Reuters
Senate campaign turns to seamy fiction in finale
WASHINGTON (Reuters) - U.S. congressional election campaigns, already dominated by negative advertising, took a seamy turn on Friday as a Republican incumbent seized on sexually explicit passages from a Democratic opponent's novel.
Virginia Republican Sen. George Allen, in a tight race for re-election with Democratic challenger and Vietnam veteran James Webb, issued a press release citing racy passages from five of Webb's military novels.
The excerpts included passages that detailed underage sex scenes and scenes that could be construed as demeaning to women.
Webb told The Washington Post Radio on Friday the release of the excerpts was "a Karl Rove campaign tactic" and a "classic example of the way this campaign has worked. It's smear after smear." Rove is the top White House political adviser.

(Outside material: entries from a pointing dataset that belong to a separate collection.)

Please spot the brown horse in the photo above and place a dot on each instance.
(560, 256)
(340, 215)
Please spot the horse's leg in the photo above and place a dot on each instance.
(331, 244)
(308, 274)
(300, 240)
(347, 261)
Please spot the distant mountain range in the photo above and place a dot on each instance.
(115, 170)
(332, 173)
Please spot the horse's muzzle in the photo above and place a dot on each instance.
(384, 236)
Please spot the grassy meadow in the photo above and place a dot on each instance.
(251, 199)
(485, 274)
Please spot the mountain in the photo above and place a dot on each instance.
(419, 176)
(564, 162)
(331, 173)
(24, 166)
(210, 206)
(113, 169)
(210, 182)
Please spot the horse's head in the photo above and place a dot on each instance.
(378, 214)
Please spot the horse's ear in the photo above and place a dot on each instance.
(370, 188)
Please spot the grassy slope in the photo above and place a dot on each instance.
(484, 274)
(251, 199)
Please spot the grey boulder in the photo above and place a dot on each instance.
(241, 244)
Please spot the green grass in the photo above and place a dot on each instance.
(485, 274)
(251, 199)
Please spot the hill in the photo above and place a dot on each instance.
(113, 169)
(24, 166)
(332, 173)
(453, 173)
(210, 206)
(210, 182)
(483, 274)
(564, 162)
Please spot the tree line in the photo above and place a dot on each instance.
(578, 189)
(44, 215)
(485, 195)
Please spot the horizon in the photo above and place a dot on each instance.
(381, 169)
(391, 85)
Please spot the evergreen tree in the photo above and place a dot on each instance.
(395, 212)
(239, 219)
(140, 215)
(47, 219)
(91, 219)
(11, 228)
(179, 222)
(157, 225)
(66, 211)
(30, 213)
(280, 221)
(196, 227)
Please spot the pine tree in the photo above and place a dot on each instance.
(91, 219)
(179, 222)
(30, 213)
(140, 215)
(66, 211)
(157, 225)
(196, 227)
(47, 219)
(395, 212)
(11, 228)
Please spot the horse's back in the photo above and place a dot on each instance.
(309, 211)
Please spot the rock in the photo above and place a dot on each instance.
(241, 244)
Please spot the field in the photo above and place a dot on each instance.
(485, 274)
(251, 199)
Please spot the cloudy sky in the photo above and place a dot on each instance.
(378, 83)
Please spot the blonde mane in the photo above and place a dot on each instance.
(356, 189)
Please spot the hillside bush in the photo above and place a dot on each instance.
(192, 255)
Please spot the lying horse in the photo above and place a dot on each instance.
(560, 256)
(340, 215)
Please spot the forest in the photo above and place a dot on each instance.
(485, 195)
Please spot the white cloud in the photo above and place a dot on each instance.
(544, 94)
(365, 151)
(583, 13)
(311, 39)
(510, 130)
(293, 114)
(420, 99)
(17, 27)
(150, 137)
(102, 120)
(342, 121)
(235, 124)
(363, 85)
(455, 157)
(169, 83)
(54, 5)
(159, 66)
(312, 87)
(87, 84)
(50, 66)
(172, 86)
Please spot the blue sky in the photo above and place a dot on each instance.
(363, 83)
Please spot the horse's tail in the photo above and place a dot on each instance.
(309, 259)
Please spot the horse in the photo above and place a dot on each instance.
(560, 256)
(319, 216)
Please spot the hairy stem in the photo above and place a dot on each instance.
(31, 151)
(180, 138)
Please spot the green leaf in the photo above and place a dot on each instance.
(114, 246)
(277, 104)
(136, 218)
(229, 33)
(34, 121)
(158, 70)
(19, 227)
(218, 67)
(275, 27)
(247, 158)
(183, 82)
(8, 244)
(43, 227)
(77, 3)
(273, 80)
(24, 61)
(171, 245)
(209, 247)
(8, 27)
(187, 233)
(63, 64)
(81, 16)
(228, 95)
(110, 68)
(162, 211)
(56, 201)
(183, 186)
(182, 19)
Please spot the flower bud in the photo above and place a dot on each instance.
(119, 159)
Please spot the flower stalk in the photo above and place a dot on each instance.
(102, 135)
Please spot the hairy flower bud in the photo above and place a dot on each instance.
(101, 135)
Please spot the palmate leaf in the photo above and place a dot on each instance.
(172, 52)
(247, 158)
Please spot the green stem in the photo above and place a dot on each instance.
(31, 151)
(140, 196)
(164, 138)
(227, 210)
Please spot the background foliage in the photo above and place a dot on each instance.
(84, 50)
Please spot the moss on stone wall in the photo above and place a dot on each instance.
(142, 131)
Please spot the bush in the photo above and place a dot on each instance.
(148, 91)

Webb defended his fiction as "illuminative" and complained that the interviewer read the sexually charged passages from his books on the radio.
The Allen campaign's tactic came during a week in which the Republican National Committee released an advertisement aimed at a Democratic candidate for the Senate from Tennessee, Harold Ford.
That ad pointed out that Ford had attended a Playboy party and it included a bare-shouldered white woman urging the black Ford to give her a call sometime. Some complained the ad was racist before it was withdrawn.
In defense of his books, Webb referred to a novel written by Vice President Dick Cheney's wife Lynne, which the Democratic Senate campaign committee later said "featured brothels and attempted rapes."
In a CNN interview, Lynne Cheney refuted those claims. "I have never written anything sexually explicit," she said.